This kind of makes me wonder why sony even bother with conferences. They do all this teasing and trailer-ing (yes, that's a word now!) that by the time they finally come around to a public announcement, they'll have pretty much nothing new to add.

Must be fun working for sony PR...

Sony guy: ey guys. Wanna come over? We've got a slim announcement to make. 
IGN: *to the world* OMG! The vita slim is coming to Europe! Finally! It's about time. 
Sony: erm...well...I can't really confirm that. It's...we're having this announcement meeting, so...
IGN: *ignores this* It's 20% thinner, 15% lighter, comes in 6 colours, has improved battery life, 1GB on-board storage, goes away with the OLED screen in favor of an LCD one!
Sony: so, erm...shall I give you the time and location of our press conference?
IGN: Shut up. Can't you see we're busy doing video reviews?!
Sony: ok, ok. No problem. Carry on. 

<later>

Sony: *looks at pretty much empty conference room* wow...I thought this conference room would be packed. Where is everybody?
Lone guy in audience: beats me. I'm just the sucker who is sent out to confirm what everybody knows. This IS about the slim, right?
Sony: well...yes. But...
Lone guy: and that's it?
Sony: erm...we ARE working on other things, but...
Lone guy: *gets up and leaves mid-sentence* thanks, mate. See ya next time there's some confirmations needing to be done...
Sony: aren't you interested in the PRICE???
Lone guy: naah...with all the stores' fee, import costs and all that, we're more comfortable speculating things. Say...is there a buffet in this joint?


----------



## Nathan Drake (Jan 27, 2014)

moerik said:


> Sony is taking a good step forward in its mobile gaming industry, although the special memory cards the Vita uses are still pricy per GB compared to other existing memory cards, this is a good-start none-the-less. I simply ponder, is 1 GB of internal memory any good for games, its main purpose/goal?

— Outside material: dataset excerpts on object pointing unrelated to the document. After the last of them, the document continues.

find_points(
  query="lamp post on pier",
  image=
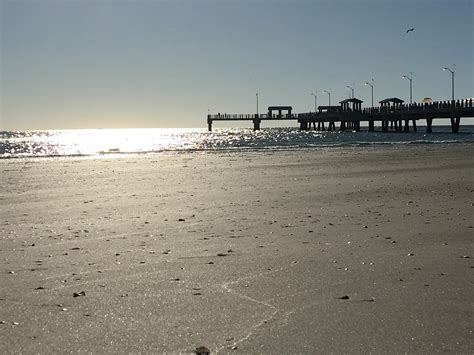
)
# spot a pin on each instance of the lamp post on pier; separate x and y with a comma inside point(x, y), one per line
point(372, 89)
point(411, 83)
point(352, 91)
point(329, 95)
point(257, 102)
point(452, 79)
point(315, 100)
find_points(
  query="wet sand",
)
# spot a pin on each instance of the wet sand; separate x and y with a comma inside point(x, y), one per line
point(313, 251)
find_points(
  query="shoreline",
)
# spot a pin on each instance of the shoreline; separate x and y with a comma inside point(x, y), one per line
point(318, 250)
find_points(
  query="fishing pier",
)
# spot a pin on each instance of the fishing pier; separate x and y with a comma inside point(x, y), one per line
point(392, 115)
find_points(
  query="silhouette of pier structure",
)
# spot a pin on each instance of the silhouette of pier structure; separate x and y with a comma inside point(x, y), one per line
point(392, 115)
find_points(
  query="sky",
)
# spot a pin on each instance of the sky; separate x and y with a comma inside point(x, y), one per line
point(68, 64)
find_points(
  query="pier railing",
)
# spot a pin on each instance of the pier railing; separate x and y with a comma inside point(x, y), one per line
point(437, 105)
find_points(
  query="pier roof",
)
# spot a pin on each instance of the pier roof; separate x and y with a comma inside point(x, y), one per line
point(395, 100)
point(274, 108)
point(353, 100)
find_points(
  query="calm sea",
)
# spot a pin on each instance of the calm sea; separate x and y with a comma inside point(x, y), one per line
point(98, 142)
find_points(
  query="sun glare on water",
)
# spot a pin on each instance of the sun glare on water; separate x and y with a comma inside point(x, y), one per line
point(108, 141)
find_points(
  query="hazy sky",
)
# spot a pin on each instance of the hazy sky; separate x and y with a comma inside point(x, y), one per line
point(151, 63)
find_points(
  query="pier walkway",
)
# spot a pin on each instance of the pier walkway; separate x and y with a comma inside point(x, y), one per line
point(396, 117)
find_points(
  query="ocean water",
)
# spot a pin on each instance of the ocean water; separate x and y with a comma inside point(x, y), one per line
point(100, 142)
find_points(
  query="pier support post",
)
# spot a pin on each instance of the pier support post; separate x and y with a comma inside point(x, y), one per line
point(357, 126)
point(407, 126)
point(371, 126)
point(455, 121)
point(342, 126)
point(429, 121)
point(209, 123)
point(256, 123)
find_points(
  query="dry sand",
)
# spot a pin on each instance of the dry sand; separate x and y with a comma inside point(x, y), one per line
point(241, 252)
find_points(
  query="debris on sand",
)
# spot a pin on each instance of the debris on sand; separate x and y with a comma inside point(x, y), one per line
point(202, 350)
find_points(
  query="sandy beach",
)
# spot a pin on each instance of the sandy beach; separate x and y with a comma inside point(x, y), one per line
point(305, 251)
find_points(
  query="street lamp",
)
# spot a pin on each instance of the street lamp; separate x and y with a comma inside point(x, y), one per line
point(257, 102)
point(315, 101)
point(452, 79)
point(352, 91)
point(372, 88)
point(411, 83)
point(329, 94)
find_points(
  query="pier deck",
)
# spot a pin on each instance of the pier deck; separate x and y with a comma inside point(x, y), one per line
point(395, 118)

The 1GB is good for maybe one or two small games (maybe stuff like PS1 classics), but otherwise, it's primarily just convenient because if you primarily buy physical games, you don't really need more than that for the saves. Pretty much any Vita game is going to break that 1GB limit though, so for downloading Vita games from the PS store, or even some PSP games, that 1GB won't do you any good.

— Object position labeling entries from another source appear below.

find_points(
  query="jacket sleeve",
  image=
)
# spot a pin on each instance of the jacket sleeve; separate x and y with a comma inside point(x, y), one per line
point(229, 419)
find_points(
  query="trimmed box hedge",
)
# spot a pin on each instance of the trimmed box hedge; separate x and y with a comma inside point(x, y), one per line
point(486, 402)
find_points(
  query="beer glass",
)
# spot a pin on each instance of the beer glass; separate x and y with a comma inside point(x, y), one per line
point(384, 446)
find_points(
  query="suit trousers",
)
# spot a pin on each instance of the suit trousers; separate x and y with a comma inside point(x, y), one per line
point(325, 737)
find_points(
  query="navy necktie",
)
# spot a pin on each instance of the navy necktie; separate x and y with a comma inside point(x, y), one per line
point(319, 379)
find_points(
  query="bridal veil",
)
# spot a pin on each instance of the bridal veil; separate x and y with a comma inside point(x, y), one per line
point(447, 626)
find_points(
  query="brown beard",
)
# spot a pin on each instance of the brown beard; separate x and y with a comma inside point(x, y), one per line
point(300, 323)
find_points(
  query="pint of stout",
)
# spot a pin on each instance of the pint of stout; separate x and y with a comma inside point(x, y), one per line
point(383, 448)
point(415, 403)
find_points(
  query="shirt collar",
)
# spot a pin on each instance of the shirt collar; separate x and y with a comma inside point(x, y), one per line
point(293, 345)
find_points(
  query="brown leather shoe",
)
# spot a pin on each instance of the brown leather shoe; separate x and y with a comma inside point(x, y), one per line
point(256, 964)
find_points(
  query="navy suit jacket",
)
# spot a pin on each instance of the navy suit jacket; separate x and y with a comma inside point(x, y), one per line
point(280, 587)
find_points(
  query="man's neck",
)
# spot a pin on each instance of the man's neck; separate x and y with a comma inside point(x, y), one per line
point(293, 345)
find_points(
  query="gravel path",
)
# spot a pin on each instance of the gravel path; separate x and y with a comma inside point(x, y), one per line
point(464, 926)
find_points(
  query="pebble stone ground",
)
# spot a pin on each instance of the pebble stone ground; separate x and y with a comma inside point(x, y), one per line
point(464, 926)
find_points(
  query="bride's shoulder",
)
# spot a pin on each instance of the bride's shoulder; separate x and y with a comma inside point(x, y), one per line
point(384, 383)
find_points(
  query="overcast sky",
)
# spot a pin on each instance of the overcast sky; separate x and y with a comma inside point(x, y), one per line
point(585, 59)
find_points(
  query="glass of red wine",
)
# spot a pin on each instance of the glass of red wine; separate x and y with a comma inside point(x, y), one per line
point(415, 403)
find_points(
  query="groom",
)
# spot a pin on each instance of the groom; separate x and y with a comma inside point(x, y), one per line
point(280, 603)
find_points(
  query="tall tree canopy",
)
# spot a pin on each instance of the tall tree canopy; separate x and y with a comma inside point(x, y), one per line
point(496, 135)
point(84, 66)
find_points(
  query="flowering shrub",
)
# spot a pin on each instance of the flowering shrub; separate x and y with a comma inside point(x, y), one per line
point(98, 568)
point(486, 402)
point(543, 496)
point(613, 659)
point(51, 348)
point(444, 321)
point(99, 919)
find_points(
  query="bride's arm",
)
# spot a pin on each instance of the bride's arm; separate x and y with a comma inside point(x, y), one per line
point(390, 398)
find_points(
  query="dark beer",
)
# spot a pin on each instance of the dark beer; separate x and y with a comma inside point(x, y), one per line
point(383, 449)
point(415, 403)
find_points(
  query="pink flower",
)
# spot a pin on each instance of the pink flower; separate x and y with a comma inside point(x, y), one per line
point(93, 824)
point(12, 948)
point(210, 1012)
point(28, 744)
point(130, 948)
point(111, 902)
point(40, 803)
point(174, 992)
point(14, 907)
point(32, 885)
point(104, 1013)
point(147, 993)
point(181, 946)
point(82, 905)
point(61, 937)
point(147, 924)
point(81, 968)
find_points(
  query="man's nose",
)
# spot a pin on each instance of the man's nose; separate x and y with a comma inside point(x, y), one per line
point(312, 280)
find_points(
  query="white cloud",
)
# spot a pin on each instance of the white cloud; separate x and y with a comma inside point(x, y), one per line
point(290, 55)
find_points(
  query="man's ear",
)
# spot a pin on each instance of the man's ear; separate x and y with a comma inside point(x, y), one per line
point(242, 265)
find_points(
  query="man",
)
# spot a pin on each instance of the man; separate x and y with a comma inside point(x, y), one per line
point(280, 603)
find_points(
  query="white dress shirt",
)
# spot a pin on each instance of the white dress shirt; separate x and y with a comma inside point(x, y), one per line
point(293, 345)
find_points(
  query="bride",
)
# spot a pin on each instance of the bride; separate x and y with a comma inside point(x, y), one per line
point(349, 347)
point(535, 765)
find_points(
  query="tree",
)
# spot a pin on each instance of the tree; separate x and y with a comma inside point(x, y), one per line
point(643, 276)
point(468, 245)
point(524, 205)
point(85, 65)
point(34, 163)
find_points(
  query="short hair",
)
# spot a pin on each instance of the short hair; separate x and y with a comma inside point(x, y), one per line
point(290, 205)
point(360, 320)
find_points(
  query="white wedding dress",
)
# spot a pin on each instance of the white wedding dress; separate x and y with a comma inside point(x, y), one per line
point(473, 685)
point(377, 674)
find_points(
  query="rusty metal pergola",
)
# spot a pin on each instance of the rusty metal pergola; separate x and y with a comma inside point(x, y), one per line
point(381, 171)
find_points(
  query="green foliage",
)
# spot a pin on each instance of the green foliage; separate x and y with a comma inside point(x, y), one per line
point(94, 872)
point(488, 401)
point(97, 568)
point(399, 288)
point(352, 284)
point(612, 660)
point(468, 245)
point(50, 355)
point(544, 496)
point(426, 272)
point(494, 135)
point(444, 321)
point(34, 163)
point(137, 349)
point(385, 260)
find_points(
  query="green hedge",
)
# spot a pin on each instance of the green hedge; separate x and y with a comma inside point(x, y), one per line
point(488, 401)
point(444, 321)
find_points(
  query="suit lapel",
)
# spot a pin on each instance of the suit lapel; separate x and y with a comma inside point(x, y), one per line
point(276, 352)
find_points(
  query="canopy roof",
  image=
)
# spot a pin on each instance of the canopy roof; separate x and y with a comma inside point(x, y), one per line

As for the price of the memory cards, that is still trying to make up money for the fact that the Vita itself sells at a loss. Combine the price of the memory card, and suddenly you're able to offset that loss by being the only company making these pricey memory cards. Maybe once the new Vita comes out, it will begin to allow for memory card prices to drop, especially if they decide to phase out the OLED version of the system, but we won't know for sure until that time comes.


----------



## SLiV3R (Jan 27, 2014)

I would have bought it if it had a 6 inch screen.. but for now there is no reason to upgrade from my psvita...


----------



## Newoo (Jan 27, 2014)

Give me clickable analogs and I will buy it.


----------



## p1ngpong (Jan 27, 2014)

pokefloote said:


> I can't wait, I haven't felt the weight of the regular Vita yet since I've never seen one in person (small town, so nobody has a vita, hell even 3DS's are rare) but imo light is better.
> 
> 'dat Danganronpa release too.


 
Weight wise the vita is deceptively light considering its size.

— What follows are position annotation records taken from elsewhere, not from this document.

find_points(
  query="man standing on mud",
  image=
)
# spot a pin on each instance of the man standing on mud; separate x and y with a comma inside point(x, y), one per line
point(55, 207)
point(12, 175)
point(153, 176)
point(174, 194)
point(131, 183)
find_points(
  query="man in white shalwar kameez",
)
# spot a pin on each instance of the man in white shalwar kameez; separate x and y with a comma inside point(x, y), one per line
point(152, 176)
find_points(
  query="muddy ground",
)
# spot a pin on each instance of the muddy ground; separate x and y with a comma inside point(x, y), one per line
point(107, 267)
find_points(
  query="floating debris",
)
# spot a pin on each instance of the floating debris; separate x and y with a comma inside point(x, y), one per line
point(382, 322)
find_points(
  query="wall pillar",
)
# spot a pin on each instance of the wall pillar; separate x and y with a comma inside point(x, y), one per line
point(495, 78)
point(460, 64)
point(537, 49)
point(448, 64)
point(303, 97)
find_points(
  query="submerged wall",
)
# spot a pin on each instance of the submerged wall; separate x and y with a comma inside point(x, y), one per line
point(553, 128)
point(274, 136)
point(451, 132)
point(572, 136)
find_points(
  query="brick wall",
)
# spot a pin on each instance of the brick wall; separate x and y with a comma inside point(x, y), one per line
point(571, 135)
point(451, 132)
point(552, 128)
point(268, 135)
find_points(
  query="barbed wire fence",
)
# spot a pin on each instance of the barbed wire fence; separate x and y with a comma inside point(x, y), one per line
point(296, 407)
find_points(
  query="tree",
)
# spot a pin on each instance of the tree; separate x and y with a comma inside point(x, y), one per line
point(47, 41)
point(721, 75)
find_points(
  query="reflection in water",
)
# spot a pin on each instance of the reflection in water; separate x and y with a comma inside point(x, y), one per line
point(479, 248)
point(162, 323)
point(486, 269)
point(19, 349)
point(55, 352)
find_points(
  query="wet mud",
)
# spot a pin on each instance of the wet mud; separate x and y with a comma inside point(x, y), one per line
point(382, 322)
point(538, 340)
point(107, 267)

The OLED screen on the vita is one of its biggest pluses as far as I am concerned, I would take that over a measly 1gb of storage space any day. A PSP Go type of revision of the Vita is the only thing that would interest me personally, as long as the screen quality was not compromised.


----------



## Arras (Jan 27, 2014)

Newoo said:


> Give me clickable analogs and I will buy it.


What would they be used for? They can't really be set to anything important or otherwise old Vita owners won't be able to play those games normally. Also why is that so important anyway? The only thing I've ever seen them used for is running and meleeing in shooters, and running is awful anyway beacuse you need to keep it pressed down while moving it.


----------



## Mario92 (Jan 27, 2014)

FireEmblemGuy said:


> ...
> Also, the wording makes me doubt that they plan on introducing the Vita TV, and if they don't do it with the Vita Slim, they probably never will.


 
I just hope they do. I own Vita TV and releasing it on west would mean system update so that I could actually log in to my bloody account where all my games are! 
I guess it would also give little boost to PS4.


----------



## Prior22 (Jan 27, 2014)

Foxi4 said:


> The _"PSVita haz no gaems"_ joke has really gotten stale - the system has a good library of titles at this point in time, I'm sure you'll find something to your liking.


 
In terms of first party games that aren't also available on the PS3, you're wrong. That's why the 3DS is selling so much better than the Vita. The 3DS has entries from several key franchises which aren't available on a console. If the Vita had a few more exclusives from Sony owned key franchises I see no reason why it couldn't approach the PSP in terms of sales.


----------



## GameWinner (Jan 27, 2014)

Just in time for Dangan Ronpa next month!


----------



## Foxi4 (Jan 27, 2014)

Prior22 said:


> In terms of first party games that aren't also available on the PS3, you're wrong. That's why the 3DS is selling so much better than the Vita. The 3DS has entries from several key franchises which aren't available on a console. If the Vita had a few more exclusives from Sony owned key franchises I see no reason why it couldn't approach the PSP in terms of sales.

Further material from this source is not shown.